Dezynfekcja przyda się również przy wypożyczeniu butów narciarskich czy łyżew. Oczywiście w ramach usługi przeprowadzane jest odkażanie sprzętu, lecz by mieć pewność należy zastosować spray do dezynfekcji butów.
- Mała apteczka
Wyruszając w podróż z dzieckiem warto zabrać z sobą podstawowe leki oraz środki pierwszej pomocy i mieć je zawsze przy sobie, gdy opuszczamy miejsce zakwaterowania. Dobrze, by w ich skład wychodziły:
- leki przyjmowane na stałe przez dziecko,
- woda utleniona,
- plastry z opatrunkiem,
- bandaż,
- jałowe gaziki,
- maść na oparzenia,
- termometr,
- pęseta (drzazgi, kleszcze),
- małe nożyczki,
- środek działający przeciwgorączkowo i przeciwbólowo,
- maść na zminimalizowanie opuchlizny powstałej w skutek urazów
Weźmy ze sobą również coś na zatrucia pokarmowe, szczególnie kiedy ferie planujemy spędzić w tropikalnych rejonach. Dzieci nie są uodpornione na tamtejsze bakterie obecne np. w niebutelkowanej wodzie.
- Garderoba
Wybór garderoby dla dziecka tylko z pozoru wygląda łatwo. Jeśli wyjeżdżamy w góry, by uprawiać sporty zimowe musimy bardzo dokładnie wszystko przemyśleć. Oto kilka wskazówek, którymi należy się kierować, przy pakowaniu ubrań dla dziecka:
- Wybierz garderobę zgodnie z zasadą trzech warstw: warstwa podstawowa ma odprowadzać wilgoć, warstwa środkowa izoluje ciepło, natomiast końcowa zapewnia ciepło, a także ochronę przed wilgocią i wiatrem.
- Pamiętaj o posiadaniu kilku zestawów ubrań wierzchnich, a także rękawiczek, szalików i czapek. Również butów, które mogą szybko przemoknąć, a ich wyschnięcie może potrwać dłużej niż 12h.
- Najlepszymi materiałami na odzież zimową jest wełna i materiały syntetyczne, a nie ubrania wykonane z bawełny, szczególnie w przypadku bielizny i skarpet.
- Pod kombinezon dziecięcy dobrze jest założyć dwie górne warstwy ubrań, takie jak bielizna z długim rękawem, bluzka z golfem lub bluza z polaru. A na dół bieliznę termiczną.

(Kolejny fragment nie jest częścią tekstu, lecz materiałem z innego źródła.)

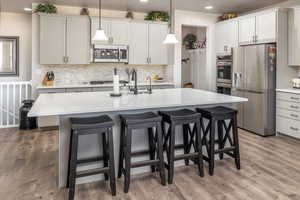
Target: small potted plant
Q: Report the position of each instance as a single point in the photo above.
(46, 8)
(160, 16)
(189, 41)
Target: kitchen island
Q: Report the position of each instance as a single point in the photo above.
(66, 105)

Jadąc na tropikalne ferie pamiętajmy o kilku kompletach strojów kąpielowych. Chlorowana i słona woda niszczy je, a w warunkach hotelowych nie mamy możliwości dokładnego wyczyszczenia materiału. Zapakujmy również więcej lekkich t‑shirtów z rękawkiem. Dziecięca skóra, która jest bardzo podatna na słońce nie powinna być cały czas nastawiona na promieniowanie słońca. Skorzystajmy z koszulek, by zakryć ramiona również w wodzie – to właśnie ta część ciała jest najczęściej „spalana” , co wiąże się z bólem.

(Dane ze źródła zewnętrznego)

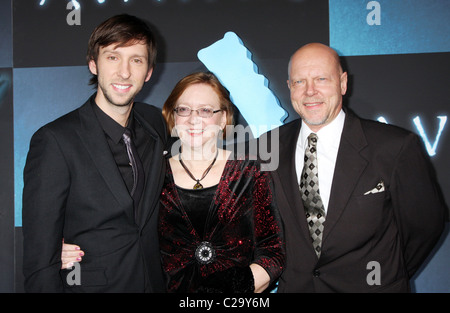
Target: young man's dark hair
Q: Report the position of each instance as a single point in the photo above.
(125, 30)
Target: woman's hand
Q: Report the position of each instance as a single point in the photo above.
(70, 254)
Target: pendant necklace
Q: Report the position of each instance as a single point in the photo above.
(198, 185)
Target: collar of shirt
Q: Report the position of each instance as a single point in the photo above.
(329, 138)
(111, 128)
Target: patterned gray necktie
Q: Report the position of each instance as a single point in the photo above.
(309, 187)
(138, 170)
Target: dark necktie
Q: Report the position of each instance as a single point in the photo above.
(136, 165)
(309, 187)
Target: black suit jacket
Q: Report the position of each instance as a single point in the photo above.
(396, 228)
(74, 190)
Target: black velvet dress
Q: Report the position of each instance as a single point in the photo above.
(231, 225)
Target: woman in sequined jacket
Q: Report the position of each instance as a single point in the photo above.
(219, 228)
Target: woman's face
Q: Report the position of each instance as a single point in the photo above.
(194, 130)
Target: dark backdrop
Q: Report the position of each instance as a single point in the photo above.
(399, 70)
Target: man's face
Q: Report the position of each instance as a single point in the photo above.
(316, 84)
(121, 73)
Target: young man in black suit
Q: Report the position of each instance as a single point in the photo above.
(378, 212)
(83, 184)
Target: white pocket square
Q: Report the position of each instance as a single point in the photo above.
(378, 188)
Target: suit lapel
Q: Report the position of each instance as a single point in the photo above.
(350, 164)
(287, 175)
(93, 137)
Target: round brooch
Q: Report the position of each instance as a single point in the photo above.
(205, 253)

Podróż z dzieckiem, czy to wakacyjna czy zimowa wymaga dokładnego planowania. Jako rodzice musimy być o krok na przód i przewidzieć wszystkie ewentualności, które mogą spotkać naszą pociechę. Podstawą jest dobrze spakowana walizka, w której na pewno powinny się znaleźć wszystkie wymienione wyżej przedmioty. Dzięki nim podróż będzie spokojniejsza, a gdy zdarzy się niespodziewana „przygoda”, będziemy na nią gotowi.